Due to their status, undocumented students and students from mixed-status families, or families with both documented and undocumented members, may not have access to opportunities. “Taking the Next Steps” and the other sessions are meant to challenge campus organizations to think about how they can ensure these students can also participate and get the most out of their Cal Poly experience.

Women’s and Gender Studies Department Chair Jane Lehr is a member of UndocuAlly within the College of Liberal Arts.

“A lot of times when people think about being an ally, they think about the work they might do as an individual,” Lehr said. “We’re really thinking about university transformation.”

Each training includes presentations encompassing information, such as DACA in the news, state or federal laws and policies. By also working in group or pair activities, participants are encouraged to collaborate and join a network of allies.

“We’ve been incredibly excited by the enthusiasm that people have shown in signing up for the trainings, then going back to doing the much harder work of analyzing their own organizations,” Lehr said.

Giving participants a different perspective

While the training sessions are meant to provide participants with basic knowledge, they also aim to brand what it means to be an ally.
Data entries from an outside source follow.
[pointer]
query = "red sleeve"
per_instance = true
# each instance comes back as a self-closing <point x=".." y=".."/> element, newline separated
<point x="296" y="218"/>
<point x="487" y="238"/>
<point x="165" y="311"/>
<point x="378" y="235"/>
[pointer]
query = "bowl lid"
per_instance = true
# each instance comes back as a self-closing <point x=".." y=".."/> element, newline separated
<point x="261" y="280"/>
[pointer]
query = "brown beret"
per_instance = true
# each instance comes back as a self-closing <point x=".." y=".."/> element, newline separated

UndocuAlly hopes to change participants’ beliefs and advocate a better understanding of undocumented students.

“It comes down to building some understanding and help humanize the experiences of others,” UndocuAlly member within Student Academic Services Steve Ross said. “If [students] don’t know anything about these experiences in being undocumented, they can expect to be challenged in what their own perceptions are.”

UndocuAlly members additionally highlighted that being undocumented is not a generalized experience. Race, gender, class and sexuality play into the identity of undocumented students as well.

“It’s good to celebrate those differences and to be aware of these differences when working with undocumented students or learning about them,” Aleman said.

Creating new programs for new challenges

As DACA continues to make headlines, group members educate themselves on these updates accordingly. Potential participants can expect more supplemental trainings to be added in upcoming quarters that will be devoted to new issues.

For example, current immigration policies have hindered immigrant survivors of sexual assault and domestic violence from seeking legal remedies. In addition to the three-part series, specialized sessions will discuss topics like sexual assault and domestic violence in greater depth.

“If you aren’t looking for [this information], it won’t just magically pop up,” Ross said. “It’s important for students to learn because it means being proactive in [their] own education about the world they live in.”

Specialized trainings will help undocumented students know how to face specific problems. For example, UndocuAlly member Erica Jorgensen of the Cal Poly International Center is in the process of planning a session to educate undocumented students on their opportunities to study abroad, such as going through a national exchange program rather than an international one.

UndocuAlly members emphasized that students are not meant to be experts. Instead, the training sessions provide educational tools for undocumented students as well as those who simply want to learn more and be an ally.

“As long as you’re gaining that knowledge, we’re happy to share it,” Aleman said.

Those who want to get more involved and become a member of UndocuAlly must first go through all five hours of the training series. For more information, visit UndocuAlly’s website.

“By going through these trainings, it’s another way to expand your own thinking of the world,” Ross said. “All it asks is a few hours of your time.”